How to get this token from angular? I tried to use this code, but I got a null value. Please help.

login() {


    const body = { username: this.user, password: this.pass };
    this.http.post('http://localhost:8090/login', body, { observe: 'response'}).subscribe(
      (response) => {
        console.log(response.headers.get("Authorization"));
      });


 }
1
angularspring-securityhttp-headersjwtjwt-auth
I think you got it the other way around. You need to send the token in the body and after that, you pass it to the authorization header (you can use an HTTP Interceptor). Then you check the token on your back-end and if is valid you authorize the request.ionut-t

1 Answers

1
votes

I think you're on the good track, but you probably have an issue about CORS and headers authorized in response by backend server.

Check with this code, the headers you received : 

this.http.post('http://localhost:8090/login', body, { observe: 'response'}).subscribe(response => {
  const keys = response.headers.keys();
  const headers = keys.map(key =>
    `${key}: ${response.headers.get(key)}`);

   console.table(headers);
})

If you don't see any Authorization header in console output, you should check your backend configuration.

For more details, see my answer on a question about CORS configuration.

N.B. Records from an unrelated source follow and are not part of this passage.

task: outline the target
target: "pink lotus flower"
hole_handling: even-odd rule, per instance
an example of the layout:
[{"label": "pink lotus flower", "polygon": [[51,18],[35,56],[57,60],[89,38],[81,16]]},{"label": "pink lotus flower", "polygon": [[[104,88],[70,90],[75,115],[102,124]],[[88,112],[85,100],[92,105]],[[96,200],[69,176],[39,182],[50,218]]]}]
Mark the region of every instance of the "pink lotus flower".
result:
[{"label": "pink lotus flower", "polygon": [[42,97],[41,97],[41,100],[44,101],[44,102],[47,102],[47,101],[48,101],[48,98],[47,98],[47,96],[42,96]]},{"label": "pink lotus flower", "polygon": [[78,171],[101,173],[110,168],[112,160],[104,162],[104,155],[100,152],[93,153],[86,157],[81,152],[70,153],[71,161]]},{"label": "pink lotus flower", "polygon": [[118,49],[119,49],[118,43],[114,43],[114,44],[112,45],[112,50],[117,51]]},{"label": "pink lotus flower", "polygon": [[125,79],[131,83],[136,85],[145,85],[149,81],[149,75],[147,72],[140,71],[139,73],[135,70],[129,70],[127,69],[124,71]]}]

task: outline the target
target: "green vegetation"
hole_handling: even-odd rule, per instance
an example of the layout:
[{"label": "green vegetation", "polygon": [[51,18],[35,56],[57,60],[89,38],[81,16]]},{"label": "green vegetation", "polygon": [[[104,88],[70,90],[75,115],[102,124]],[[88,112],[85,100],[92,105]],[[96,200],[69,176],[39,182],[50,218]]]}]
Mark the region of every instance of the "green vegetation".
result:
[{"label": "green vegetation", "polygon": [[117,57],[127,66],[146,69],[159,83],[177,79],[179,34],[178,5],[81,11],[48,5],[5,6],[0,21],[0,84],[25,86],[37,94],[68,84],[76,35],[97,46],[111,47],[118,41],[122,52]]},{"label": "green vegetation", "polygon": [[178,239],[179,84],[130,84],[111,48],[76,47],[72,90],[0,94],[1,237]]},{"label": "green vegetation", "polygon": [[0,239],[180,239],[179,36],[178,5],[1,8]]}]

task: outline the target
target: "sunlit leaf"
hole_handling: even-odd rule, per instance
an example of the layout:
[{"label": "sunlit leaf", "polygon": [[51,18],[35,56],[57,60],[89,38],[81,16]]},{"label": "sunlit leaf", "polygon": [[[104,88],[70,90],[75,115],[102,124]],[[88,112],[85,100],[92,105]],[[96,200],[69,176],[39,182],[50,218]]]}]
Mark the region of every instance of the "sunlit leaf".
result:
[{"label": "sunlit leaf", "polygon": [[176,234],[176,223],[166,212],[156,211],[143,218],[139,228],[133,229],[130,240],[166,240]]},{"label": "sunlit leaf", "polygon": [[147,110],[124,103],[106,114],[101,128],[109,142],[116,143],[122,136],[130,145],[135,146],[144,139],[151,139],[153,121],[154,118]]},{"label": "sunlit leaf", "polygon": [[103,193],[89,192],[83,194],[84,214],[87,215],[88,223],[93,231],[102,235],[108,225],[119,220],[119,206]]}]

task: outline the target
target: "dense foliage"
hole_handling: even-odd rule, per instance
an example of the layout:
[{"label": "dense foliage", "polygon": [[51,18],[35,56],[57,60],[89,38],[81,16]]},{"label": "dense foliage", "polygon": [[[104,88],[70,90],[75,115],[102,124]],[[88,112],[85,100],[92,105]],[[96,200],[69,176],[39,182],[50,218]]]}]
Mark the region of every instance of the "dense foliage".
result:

You should at least : - enable CORS with Spring Security - add a default CORS mapping

@Override
public void addCorsMappings(CorsRegistry registry) {
    registry.addMapping("/api/**")
        .allowedOrigins("http://domain2.com")
        .allowedMethods("PUT", "DELETE")
        .allowedHeaders("header1", "header2", "header3")
        .exposedHeaders("Authorization")
        .allowCredentials(false).maxAge(3600);
}

Here, Authorization header is exposed in the response.

Note

My suggestion is to restrict exposed headers to a specific endpoint, login for example, and also to choose another header like 'x-auth-tokenfor example, and send only token (not withBearer`).

Because Authorization with syntax Bearer TOKEN is used for request from frontend to backend.